6. Empirical Outcomes and Interpretability

In CMI-MTL (Jin et al., 3 Nov 2025), experiments on Med-VQA benchmarks demonstrate consistent state-of-the-art performance. Interpretability analysis via Grad-CAM indicates that:

In closed-ended (classification) queries, model focus aligns closely with disease-relevant image regions.
For open-ended (generative) queries, the model localizes subtle pathologies, especially when answer supervision is provided.
Compared to prior models, cross-mamba guided features produce more focused and clinically plausible heatmaps.

Such results, consistently observed across vision-language and dense vision tasks, support the effectiveness of cross-mamba as a unifying principle for multi-task and multimodal representation learning.

7. Broader Implications and Prospective Directions

Cross-Mamba interaction—instantiated as task-task CTM in vision and cross-modal blocks in VQA—offers a template for cross-domain information flow wherever sequence length, spatial extent, or the number of tasks preclude traditional attention mechanisms.

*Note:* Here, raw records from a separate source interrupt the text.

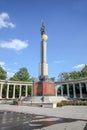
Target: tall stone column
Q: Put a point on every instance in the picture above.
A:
(74, 91)
(56, 91)
(61, 90)
(80, 88)
(20, 91)
(1, 91)
(14, 91)
(68, 95)
(7, 93)
(26, 90)
(86, 86)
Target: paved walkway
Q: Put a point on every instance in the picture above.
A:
(38, 118)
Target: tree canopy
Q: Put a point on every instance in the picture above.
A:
(21, 75)
(73, 74)
(3, 74)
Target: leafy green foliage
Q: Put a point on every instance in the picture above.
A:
(21, 75)
(73, 74)
(3, 74)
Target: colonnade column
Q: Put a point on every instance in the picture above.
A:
(26, 90)
(20, 91)
(1, 91)
(14, 92)
(68, 95)
(74, 91)
(7, 93)
(86, 86)
(61, 90)
(80, 87)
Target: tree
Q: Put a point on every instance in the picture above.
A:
(21, 75)
(3, 74)
(75, 75)
(84, 71)
(64, 76)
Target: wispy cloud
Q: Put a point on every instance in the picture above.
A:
(80, 66)
(10, 72)
(5, 21)
(15, 44)
(2, 63)
(58, 61)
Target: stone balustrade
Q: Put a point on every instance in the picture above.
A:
(14, 84)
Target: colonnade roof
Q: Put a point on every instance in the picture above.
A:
(82, 80)
(15, 82)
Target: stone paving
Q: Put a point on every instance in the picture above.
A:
(38, 118)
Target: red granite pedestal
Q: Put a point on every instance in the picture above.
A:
(43, 88)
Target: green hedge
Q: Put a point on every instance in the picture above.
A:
(75, 102)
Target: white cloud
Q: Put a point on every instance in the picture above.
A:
(15, 44)
(15, 63)
(5, 21)
(2, 63)
(58, 61)
(80, 66)
(10, 74)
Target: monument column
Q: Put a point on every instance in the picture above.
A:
(20, 91)
(26, 90)
(1, 91)
(14, 91)
(43, 69)
(61, 90)
(74, 91)
(86, 86)
(80, 87)
(68, 95)
(7, 94)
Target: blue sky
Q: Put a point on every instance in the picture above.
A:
(66, 26)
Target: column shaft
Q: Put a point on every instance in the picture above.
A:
(61, 90)
(80, 87)
(68, 95)
(74, 91)
(86, 86)
(14, 92)
(1, 91)
(20, 91)
(26, 90)
(7, 94)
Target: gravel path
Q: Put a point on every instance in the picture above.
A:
(63, 118)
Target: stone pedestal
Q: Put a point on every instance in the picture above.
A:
(43, 88)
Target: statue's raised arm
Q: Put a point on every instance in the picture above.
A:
(43, 29)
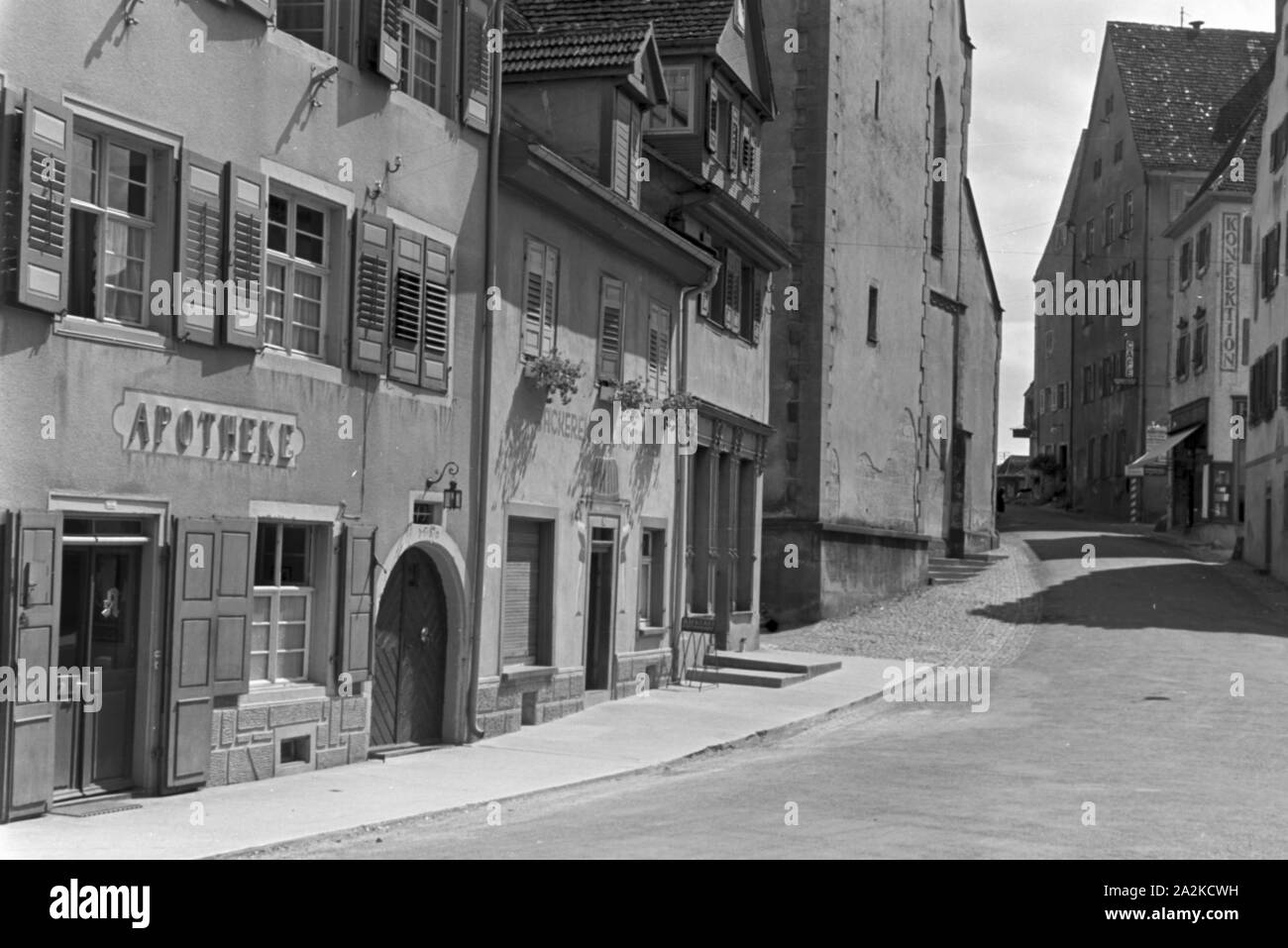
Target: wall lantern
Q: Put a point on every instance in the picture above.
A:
(452, 496)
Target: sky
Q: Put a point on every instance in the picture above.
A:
(1030, 99)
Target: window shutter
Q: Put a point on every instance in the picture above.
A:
(381, 38)
(210, 651)
(712, 116)
(520, 594)
(610, 304)
(44, 253)
(477, 81)
(360, 557)
(202, 247)
(373, 248)
(734, 140)
(263, 8)
(37, 546)
(733, 291)
(438, 278)
(244, 243)
(764, 303)
(407, 317)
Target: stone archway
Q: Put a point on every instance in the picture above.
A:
(436, 559)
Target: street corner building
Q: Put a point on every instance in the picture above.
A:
(634, 277)
(243, 244)
(887, 352)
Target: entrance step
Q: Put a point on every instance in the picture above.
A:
(746, 677)
(760, 661)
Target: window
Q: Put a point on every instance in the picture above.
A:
(874, 294)
(321, 24)
(283, 604)
(114, 241)
(1203, 250)
(658, 380)
(541, 298)
(938, 192)
(612, 304)
(678, 114)
(652, 578)
(421, 51)
(295, 274)
(626, 149)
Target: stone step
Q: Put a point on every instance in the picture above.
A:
(751, 661)
(746, 677)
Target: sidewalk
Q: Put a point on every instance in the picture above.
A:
(605, 741)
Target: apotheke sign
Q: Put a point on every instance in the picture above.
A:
(154, 424)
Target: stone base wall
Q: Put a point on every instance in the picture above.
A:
(656, 664)
(245, 741)
(505, 706)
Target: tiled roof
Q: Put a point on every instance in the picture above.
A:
(572, 50)
(675, 22)
(1176, 82)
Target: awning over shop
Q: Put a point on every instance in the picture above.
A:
(1159, 453)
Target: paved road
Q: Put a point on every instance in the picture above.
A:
(1122, 698)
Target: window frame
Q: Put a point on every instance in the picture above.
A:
(274, 594)
(291, 265)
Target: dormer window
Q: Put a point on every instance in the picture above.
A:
(625, 147)
(677, 115)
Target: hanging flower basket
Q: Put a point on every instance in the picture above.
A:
(555, 373)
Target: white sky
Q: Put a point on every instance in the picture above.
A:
(1030, 99)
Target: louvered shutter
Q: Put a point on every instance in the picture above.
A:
(381, 38)
(360, 558)
(764, 303)
(44, 253)
(373, 256)
(244, 247)
(265, 8)
(610, 304)
(533, 296)
(712, 116)
(408, 307)
(210, 629)
(438, 277)
(733, 291)
(520, 595)
(31, 634)
(477, 80)
(202, 248)
(734, 156)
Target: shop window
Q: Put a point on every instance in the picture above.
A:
(283, 604)
(541, 298)
(421, 51)
(678, 114)
(116, 247)
(296, 272)
(652, 578)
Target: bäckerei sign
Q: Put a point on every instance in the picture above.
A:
(154, 424)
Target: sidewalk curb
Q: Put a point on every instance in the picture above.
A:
(777, 732)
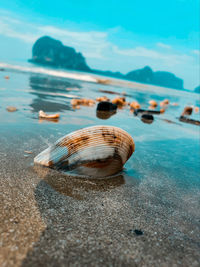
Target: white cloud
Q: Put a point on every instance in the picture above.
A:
(100, 52)
(168, 58)
(163, 45)
(196, 52)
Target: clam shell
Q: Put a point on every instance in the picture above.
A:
(97, 151)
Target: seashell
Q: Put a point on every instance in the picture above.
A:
(147, 118)
(84, 101)
(119, 101)
(96, 151)
(11, 109)
(102, 98)
(104, 115)
(134, 105)
(187, 111)
(146, 111)
(106, 106)
(43, 115)
(153, 103)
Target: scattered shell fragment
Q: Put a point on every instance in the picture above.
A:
(102, 98)
(153, 103)
(134, 105)
(84, 101)
(43, 115)
(11, 109)
(96, 151)
(28, 152)
(146, 111)
(174, 104)
(147, 118)
(187, 111)
(106, 106)
(119, 101)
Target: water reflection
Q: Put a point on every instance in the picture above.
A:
(104, 115)
(51, 94)
(74, 186)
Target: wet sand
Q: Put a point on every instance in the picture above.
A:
(50, 219)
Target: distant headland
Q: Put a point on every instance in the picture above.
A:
(50, 52)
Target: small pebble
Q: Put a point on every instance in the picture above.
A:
(138, 232)
(28, 152)
(11, 109)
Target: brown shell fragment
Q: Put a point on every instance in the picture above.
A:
(96, 151)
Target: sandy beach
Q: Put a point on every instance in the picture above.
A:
(146, 216)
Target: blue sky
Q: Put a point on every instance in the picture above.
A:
(112, 35)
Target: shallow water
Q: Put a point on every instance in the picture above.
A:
(49, 219)
(165, 146)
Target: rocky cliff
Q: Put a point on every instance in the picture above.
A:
(48, 51)
(197, 89)
(161, 78)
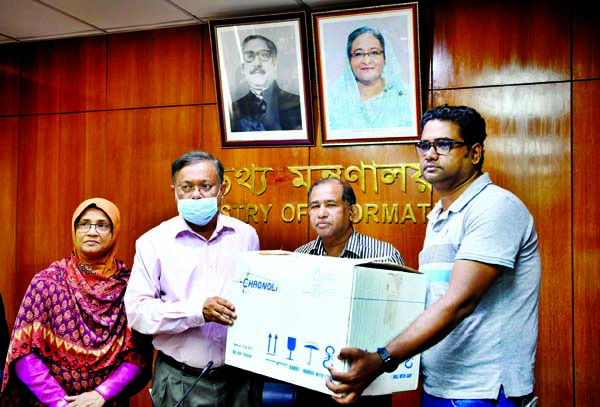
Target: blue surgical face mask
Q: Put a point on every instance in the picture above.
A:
(197, 211)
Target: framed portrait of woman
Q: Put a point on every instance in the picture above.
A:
(368, 74)
(262, 78)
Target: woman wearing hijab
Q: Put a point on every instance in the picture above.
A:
(370, 93)
(71, 345)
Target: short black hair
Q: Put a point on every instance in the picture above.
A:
(360, 31)
(270, 44)
(348, 195)
(471, 125)
(192, 157)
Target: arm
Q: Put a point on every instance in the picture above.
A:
(35, 374)
(469, 282)
(118, 380)
(147, 312)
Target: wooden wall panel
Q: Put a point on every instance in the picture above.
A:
(586, 40)
(382, 191)
(528, 152)
(61, 163)
(156, 67)
(262, 187)
(9, 80)
(207, 68)
(500, 42)
(141, 145)
(63, 75)
(9, 180)
(586, 242)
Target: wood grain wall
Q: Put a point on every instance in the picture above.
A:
(106, 116)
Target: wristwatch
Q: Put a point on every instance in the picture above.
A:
(389, 362)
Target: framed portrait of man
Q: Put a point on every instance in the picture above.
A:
(262, 77)
(368, 74)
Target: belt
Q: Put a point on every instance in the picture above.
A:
(216, 373)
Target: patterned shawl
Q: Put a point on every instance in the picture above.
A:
(75, 323)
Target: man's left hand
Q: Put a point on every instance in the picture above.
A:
(89, 399)
(364, 368)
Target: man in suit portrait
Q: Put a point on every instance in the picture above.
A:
(266, 106)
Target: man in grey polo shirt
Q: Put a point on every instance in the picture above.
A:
(478, 333)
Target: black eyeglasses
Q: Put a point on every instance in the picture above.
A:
(371, 54)
(102, 228)
(263, 55)
(441, 146)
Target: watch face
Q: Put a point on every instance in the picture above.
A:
(389, 363)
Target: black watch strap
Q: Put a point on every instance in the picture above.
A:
(389, 362)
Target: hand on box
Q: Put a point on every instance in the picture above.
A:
(219, 310)
(364, 368)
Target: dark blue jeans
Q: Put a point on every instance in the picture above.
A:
(501, 401)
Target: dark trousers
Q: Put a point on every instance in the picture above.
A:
(226, 386)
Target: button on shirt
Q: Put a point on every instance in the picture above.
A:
(358, 246)
(174, 271)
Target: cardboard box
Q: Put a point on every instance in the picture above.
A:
(296, 311)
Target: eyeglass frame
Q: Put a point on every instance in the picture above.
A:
(199, 188)
(78, 226)
(451, 145)
(371, 54)
(257, 54)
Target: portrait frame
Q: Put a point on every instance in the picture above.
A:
(240, 125)
(347, 77)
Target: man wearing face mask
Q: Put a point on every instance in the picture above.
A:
(266, 106)
(181, 277)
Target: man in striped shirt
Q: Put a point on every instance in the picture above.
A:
(332, 209)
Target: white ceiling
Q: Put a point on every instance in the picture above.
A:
(33, 20)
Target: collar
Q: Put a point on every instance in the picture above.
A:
(181, 227)
(472, 190)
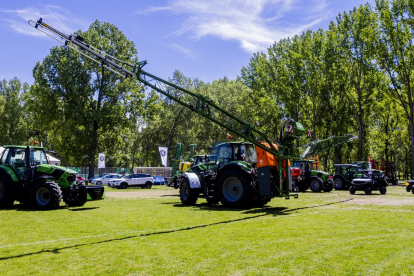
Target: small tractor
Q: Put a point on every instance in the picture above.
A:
(316, 180)
(180, 165)
(372, 180)
(27, 177)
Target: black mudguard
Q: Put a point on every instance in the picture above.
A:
(93, 192)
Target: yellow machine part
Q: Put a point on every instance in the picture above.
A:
(184, 166)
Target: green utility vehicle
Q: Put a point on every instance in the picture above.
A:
(316, 180)
(27, 177)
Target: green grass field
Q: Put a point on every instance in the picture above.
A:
(148, 232)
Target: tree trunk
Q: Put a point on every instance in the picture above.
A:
(361, 136)
(412, 145)
(96, 126)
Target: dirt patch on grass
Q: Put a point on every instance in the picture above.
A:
(144, 193)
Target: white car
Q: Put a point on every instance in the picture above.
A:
(105, 179)
(133, 180)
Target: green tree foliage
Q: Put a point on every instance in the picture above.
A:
(396, 54)
(86, 106)
(15, 121)
(356, 36)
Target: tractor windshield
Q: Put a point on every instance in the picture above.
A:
(38, 157)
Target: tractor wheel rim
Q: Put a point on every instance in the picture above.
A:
(315, 184)
(42, 196)
(232, 189)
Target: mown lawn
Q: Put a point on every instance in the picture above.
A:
(318, 234)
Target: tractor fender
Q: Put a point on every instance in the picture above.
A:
(6, 173)
(233, 166)
(340, 177)
(193, 180)
(43, 177)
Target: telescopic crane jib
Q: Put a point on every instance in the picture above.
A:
(272, 176)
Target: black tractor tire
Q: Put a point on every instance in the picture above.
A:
(234, 189)
(74, 203)
(260, 202)
(188, 195)
(148, 185)
(46, 195)
(368, 190)
(328, 187)
(6, 195)
(123, 185)
(339, 184)
(303, 187)
(316, 184)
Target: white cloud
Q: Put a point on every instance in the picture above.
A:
(55, 16)
(255, 24)
(184, 51)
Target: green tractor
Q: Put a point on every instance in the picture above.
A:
(316, 180)
(228, 176)
(27, 177)
(180, 165)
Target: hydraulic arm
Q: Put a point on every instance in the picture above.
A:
(198, 103)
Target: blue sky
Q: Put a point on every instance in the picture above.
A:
(203, 39)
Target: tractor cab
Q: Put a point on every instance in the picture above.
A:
(19, 159)
(223, 153)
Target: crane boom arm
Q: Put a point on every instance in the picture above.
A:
(199, 103)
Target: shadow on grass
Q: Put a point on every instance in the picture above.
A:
(82, 209)
(25, 208)
(261, 212)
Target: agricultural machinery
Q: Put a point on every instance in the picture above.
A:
(180, 165)
(254, 171)
(372, 180)
(316, 180)
(27, 177)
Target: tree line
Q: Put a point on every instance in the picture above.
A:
(355, 77)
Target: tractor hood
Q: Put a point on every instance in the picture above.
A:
(46, 168)
(62, 176)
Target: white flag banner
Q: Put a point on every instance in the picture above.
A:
(164, 155)
(101, 161)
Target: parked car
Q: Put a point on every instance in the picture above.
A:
(159, 180)
(105, 179)
(79, 179)
(133, 180)
(99, 176)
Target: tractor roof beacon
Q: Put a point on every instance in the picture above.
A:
(26, 176)
(233, 183)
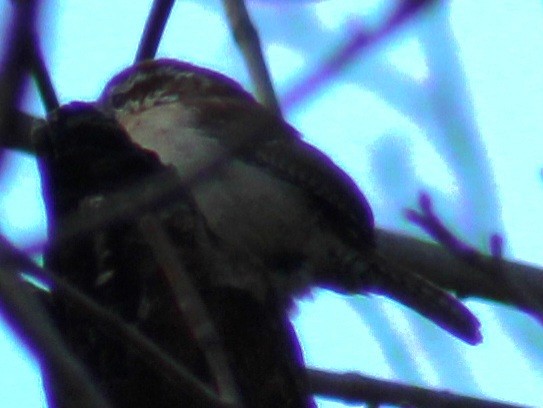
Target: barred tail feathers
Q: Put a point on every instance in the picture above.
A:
(421, 295)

As SSM advances continue and as datasets grow in both modality and task diversity, the modularity of cross-mamba fusion, input-adaptive gating, and residual/stateful blending provides a robust and scalable multi-tasking backbone. Future work may explore its extension to non-visual modalities, hierarchical task structures, and online/streaming settings requiring linear-time inference.